Saturday, June 23, 2007

Fortunes far and wide.


Given that it's happening simultaneously with the summer writing course I'm teaching with my flaming-sworded friend, the hardest thing about Project Exodus is that it leaves me with little or no brainspace or energy for writing here, or anywhere but on student papers. And though I want to spend this weekend reading and writing--resting, in short--I am now down to my final six days in this house, and there's much left to do before they're up. Tonight found me taking the kitchen apart, cabinet by cabinet, washing all the baking sheets and pans and all the bowl attachments for the small appliances, wrapping all the wine glasses in paper and laying them neatly in boxes, bowl beside stem, bowl beside stem. I've never done a move quite like this one, where even as I pile up boxes, I can reassure myself that an hour of short trips tomorrow will have them empty again, their contents placed neatly all over the new apartment's kitchen.

The middle week of the writing course has seemed to be hard on everyone in some way or another. And thus it is that Thursday night found me escaping Gambier for a few hours with my flaming-sworded friend and one of my Clevelander students. One dinner and one shoe purchase later, we were back in the car heading northward, and I, at least, felt as though we'd gained a little breathing space. And thus it is that Friday evening found me flying northeastward over a winding highway, heading for dinner with another of my Clevelander students.


I've made time to take pictures this week, generally on my way to or from lunch, but I keep tiring out too soon to be able to pull them together and post them for you.
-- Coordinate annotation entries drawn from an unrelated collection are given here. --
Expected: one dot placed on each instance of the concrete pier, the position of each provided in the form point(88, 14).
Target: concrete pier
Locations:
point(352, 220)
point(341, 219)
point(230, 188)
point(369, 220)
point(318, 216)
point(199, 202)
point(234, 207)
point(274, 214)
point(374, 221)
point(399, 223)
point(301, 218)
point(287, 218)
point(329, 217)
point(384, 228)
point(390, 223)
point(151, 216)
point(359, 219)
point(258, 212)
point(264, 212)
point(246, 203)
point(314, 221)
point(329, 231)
On Friday, because I was driving, I offered the camera to my student. At first she demurred, but then she decided to give it a try. I explained a couple of basic principles to her, and she was off and shooting. It started to become a game to me, looking for things that she might see and find picture-worthy. Moreover, she's an artist, so I was curious to see whether her eye would catch different arrangements than mine. "Things look so different through this frame," she said at one point, while she waited for the next shot to approach us.

We sat on red painted café chairs on a sidewalk in Loudonville and ate pizza and pasta and Belgian chocolate creme, and we left for home full and content--so content that we took a backroad home.


The lowering sun shaped everything particularly. We stopped the car and greeted roadside cows. We took turns photographing a ruining house, mostly hidden in a woods.

We waved to the Amish men and women we passed as we drove through their country. A group of men fished; a child drove the buggy his parents were also riding in, and we wondered whether he was learning to handle the reins. The volleyball game I'd seen last week had come to involve both boys and girls, all in their teens, all eighteen or twenty ready to play on either side of the net.


I know that Cambridge also has things like impromptu and unpredictable sporting events and sun behind farm plants and, presumably, people who will ring up or e-mail to say, we haven't talked in too long; can we have dinner? But these last days in the old house are making me think about last days in the village for this year, and about how strange it will be to be so far away for so long. As I pack, I try to reckon: will I want this object out in a year? Will I remember where it is? Will I remember what they all are, these things? I start to have dark moving-related fantasies wherein I go around with an enormous garbage bag simply tossing out anything I haven't touched in a year. But I don't do it.

Instead, I dream while I'm asleep. Last night, a new apartment with a vaulted ceiling, but unclear directions about how to reach the new place in the dream. Friends from long ago drifted in and out. I looked tirelessly but never figured out how to get back to the apartment with the high ceiling. I took long roads and wrong turns, saw countryside rolling out before me, saw and saw and saw. Then woke up and started it all again. These things I will miss.